While Americans rarely have vitamin A deficiencies thanks to a more diverse diet and foods that are artificially fortified with vitamins, many men and women struggle to get enough of pair of carotenoids called lutein and zeaxanthin. This puts them at a significantly increased risk of developing age-related macular degeneration, the leading cause of vision loss in the United States.

“It’s better for us, it’s better for the world,” says Evan Rocheford, Torbert’s son and CEO of Professor Torbert’s Orange Corn. “But Orange Corn isn’t just more nutritious, it’s also significantly more delicious.”

Evan says nutrition and taste for consumers have taken a back seat to a singular focus on yield and production performance for too long.


“Corn is the building block of the American food system,” Evan adds. “If we can increase the nutrition value of corn with 3, 4, or even 5 times the number of carotenoids, it would have really big cascading effects.
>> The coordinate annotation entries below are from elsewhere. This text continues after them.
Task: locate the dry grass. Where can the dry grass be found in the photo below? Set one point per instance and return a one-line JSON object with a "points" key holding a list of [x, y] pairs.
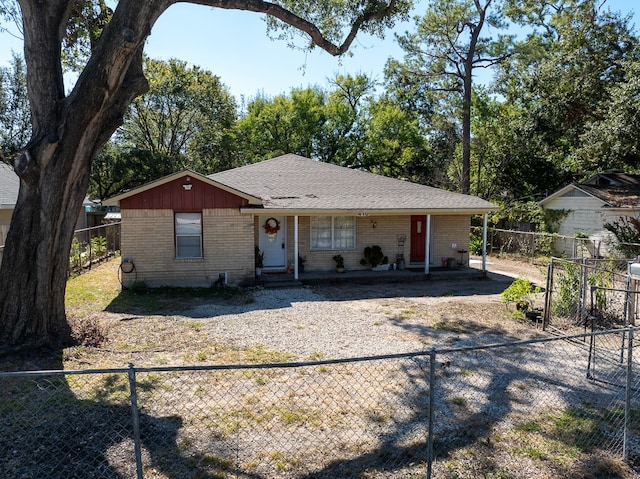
{"points": [[332, 411]]}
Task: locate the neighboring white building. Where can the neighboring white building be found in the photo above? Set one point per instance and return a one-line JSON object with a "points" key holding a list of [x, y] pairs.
{"points": [[603, 198], [9, 188]]}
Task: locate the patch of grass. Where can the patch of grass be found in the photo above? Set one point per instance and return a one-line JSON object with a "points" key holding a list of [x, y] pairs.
{"points": [[93, 290], [446, 325], [407, 314], [260, 355], [459, 401]]}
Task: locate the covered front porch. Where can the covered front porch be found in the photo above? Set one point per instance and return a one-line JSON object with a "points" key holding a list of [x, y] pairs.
{"points": [[411, 274]]}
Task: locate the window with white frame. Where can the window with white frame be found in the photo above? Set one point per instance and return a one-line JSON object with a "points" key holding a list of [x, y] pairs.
{"points": [[333, 232], [188, 235]]}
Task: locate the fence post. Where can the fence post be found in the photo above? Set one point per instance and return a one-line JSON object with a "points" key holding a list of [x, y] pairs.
{"points": [[136, 421], [547, 296], [432, 383], [627, 399]]}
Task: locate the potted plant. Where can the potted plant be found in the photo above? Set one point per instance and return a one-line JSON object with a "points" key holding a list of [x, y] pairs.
{"points": [[375, 258], [259, 258]]}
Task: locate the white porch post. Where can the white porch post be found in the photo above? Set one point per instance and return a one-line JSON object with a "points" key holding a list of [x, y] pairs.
{"points": [[295, 246], [484, 244], [427, 245]]}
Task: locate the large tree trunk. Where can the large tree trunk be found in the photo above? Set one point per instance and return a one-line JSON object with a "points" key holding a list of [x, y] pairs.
{"points": [[68, 131], [54, 168]]}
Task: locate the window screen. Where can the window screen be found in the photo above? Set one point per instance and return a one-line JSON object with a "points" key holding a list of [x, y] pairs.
{"points": [[188, 235]]}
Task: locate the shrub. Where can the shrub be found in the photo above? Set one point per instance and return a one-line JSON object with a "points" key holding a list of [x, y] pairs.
{"points": [[522, 293], [373, 256], [89, 332]]}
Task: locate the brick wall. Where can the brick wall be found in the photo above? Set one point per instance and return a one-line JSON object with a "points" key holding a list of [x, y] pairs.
{"points": [[446, 230], [148, 241]]}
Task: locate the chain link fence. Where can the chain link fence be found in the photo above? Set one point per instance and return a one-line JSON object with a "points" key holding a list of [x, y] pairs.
{"points": [[589, 294], [90, 246], [93, 245], [538, 408], [531, 245]]}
It would make chickens more nutritious. They would produce darker yolks. Beef produced by cattle feeding on orange corn would also be better for you too.”

Evan says if you look back 100 years ago, approximately 50% of American corn was white. Yellow became dominant after it was shown to produce better outcomes when fed to livestock. Now, only about 1% of the corn grown in the U.S. is white. Evan says it’s time for another evolution, one that will produce better outcomes for people, not just animals.
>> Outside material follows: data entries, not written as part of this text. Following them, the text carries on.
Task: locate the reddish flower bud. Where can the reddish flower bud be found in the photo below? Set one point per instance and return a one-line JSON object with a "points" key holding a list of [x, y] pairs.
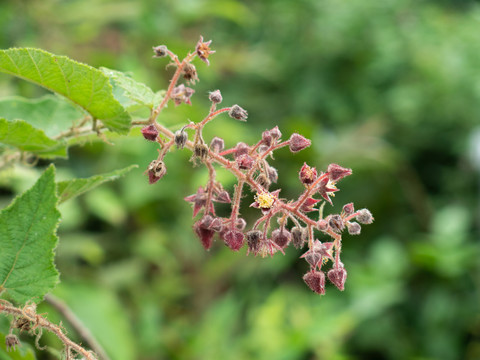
{"points": [[275, 133], [150, 132], [364, 216], [200, 151], [281, 237], [204, 233], [241, 149], [217, 144], [348, 209], [240, 224], [336, 172], [315, 281], [11, 342], [190, 73], [223, 197], [267, 138], [322, 225], [237, 113], [272, 174], [336, 223], [203, 50], [160, 51], [244, 162], [298, 237], [253, 241], [354, 228], [156, 170], [180, 138], [298, 143], [338, 276], [234, 239], [307, 174]]}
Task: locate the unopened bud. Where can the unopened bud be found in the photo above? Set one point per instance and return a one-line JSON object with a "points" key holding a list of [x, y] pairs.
{"points": [[156, 170], [237, 113], [253, 240], [364, 216], [338, 276], [150, 132], [336, 223], [337, 172], [281, 237], [160, 51], [315, 281], [217, 145], [244, 162], [348, 209], [215, 97], [298, 143], [181, 138], [241, 149], [354, 228], [267, 138], [272, 174], [200, 151], [307, 174], [275, 133], [11, 342], [234, 239], [263, 181], [298, 237]]}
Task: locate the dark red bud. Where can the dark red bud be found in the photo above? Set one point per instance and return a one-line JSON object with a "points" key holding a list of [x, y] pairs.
{"points": [[267, 138], [336, 172], [241, 149], [237, 113], [298, 237], [275, 133], [281, 237], [364, 216], [354, 228], [338, 276], [348, 209], [215, 97], [217, 144], [160, 51], [244, 162], [298, 143], [307, 174], [150, 132], [315, 281], [234, 239]]}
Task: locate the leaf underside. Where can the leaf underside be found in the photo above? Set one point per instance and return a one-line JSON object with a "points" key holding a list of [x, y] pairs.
{"points": [[84, 85], [27, 242]]}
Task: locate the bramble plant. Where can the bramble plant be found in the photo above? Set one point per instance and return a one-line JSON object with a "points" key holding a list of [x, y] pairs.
{"points": [[101, 101]]}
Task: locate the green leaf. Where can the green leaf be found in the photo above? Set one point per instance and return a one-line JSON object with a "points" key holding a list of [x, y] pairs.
{"points": [[82, 84], [23, 352], [129, 92], [52, 114], [28, 240], [72, 188], [25, 137]]}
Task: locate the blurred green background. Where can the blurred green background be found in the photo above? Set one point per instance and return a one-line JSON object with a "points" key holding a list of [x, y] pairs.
{"points": [[388, 88]]}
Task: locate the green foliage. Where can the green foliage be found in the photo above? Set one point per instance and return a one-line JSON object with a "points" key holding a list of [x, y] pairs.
{"points": [[48, 113], [75, 187], [84, 85], [23, 136], [28, 240]]}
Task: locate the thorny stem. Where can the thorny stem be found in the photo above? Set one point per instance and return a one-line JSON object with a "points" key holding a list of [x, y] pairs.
{"points": [[75, 322], [38, 321]]}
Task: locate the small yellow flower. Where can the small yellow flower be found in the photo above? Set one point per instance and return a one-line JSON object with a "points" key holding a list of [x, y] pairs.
{"points": [[265, 199]]}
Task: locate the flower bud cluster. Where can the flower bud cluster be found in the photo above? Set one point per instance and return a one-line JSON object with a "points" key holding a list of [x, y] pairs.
{"points": [[280, 222]]}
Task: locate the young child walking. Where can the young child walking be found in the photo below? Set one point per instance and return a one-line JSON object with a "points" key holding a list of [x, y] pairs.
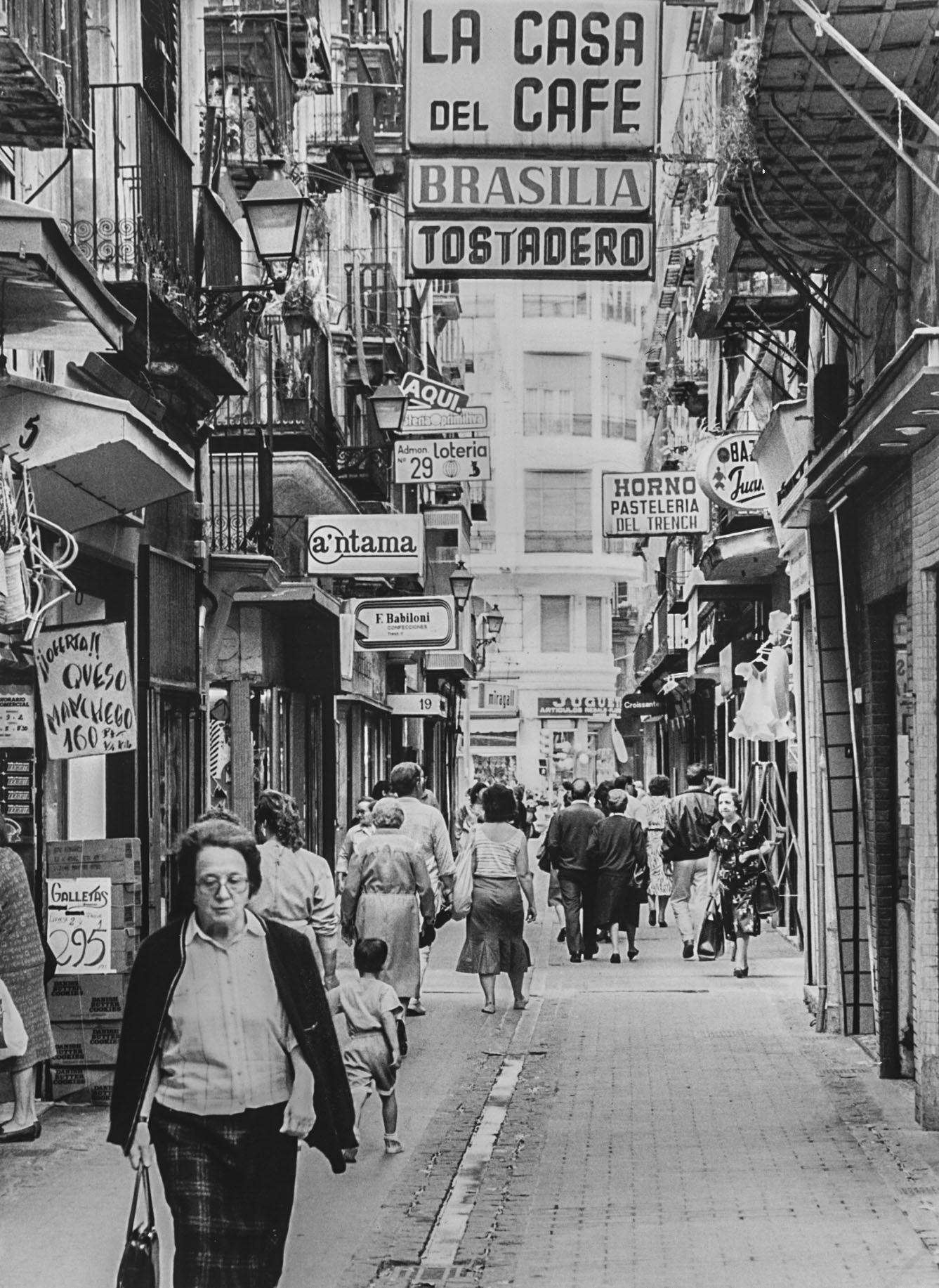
{"points": [[372, 1056]]}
“We want to make orange the new yellow. Hopefully in 50 years, what we now call ‘Orange Corn’ will just be called ‘corn.’”


Orange Corn got a big boost in 2021 with a national ad campaign partnering with GoDaddy, culminating in a commercial spot widely airing on TV including during New Year’s Rockin’ Eve and March Madness.

But Orange Corn has been an offering on Market Wagon for much longer than that, joining the platform soon after Professor Torbert’s launched in January 2019.


Evan says the partnership is only natural. He sees Professor Torbert’s and Market Wagon as brands which are both working to build a better food system.

“It’s a great opportunity to collaborate,” Evan says. “We have a brand that has a unique value proposition and story. That aligns with the kind of customers that Market Wagon attracts, thanks to its own unique value proposition and story.”


For now, Orange Corn is grown by a family farmer in Rushville, Indiana, halfway between Indianapolis and Cincinnati. It’s milled in Rochester, Indiana, between Fort Wayne and Chicago. But as word gets out, and the gospel of Orange Corn spreads to more ‘ears,’ look for that to change in the years to come.

Professor Torbert’s sells two products on Market Wagoncorn grits and corn flour. In addition, the Central Indiana also has corn meal. Each offering is non-GMO and gluten-free. In fact, there’s just a single ingredient in each bag: Orange Corn.


Whether it’s cornbread, fried chicken, pizza dough, pancakes or polenta, you can use Professor Torbert’s Orange Corn in place of traditional ingredients when cooking. Plus, take a little extra satisfaction knowing a percentage of your purchase provides Orange Corn seed to a farmer in Africa, empowering them to address malnutrition in their own community.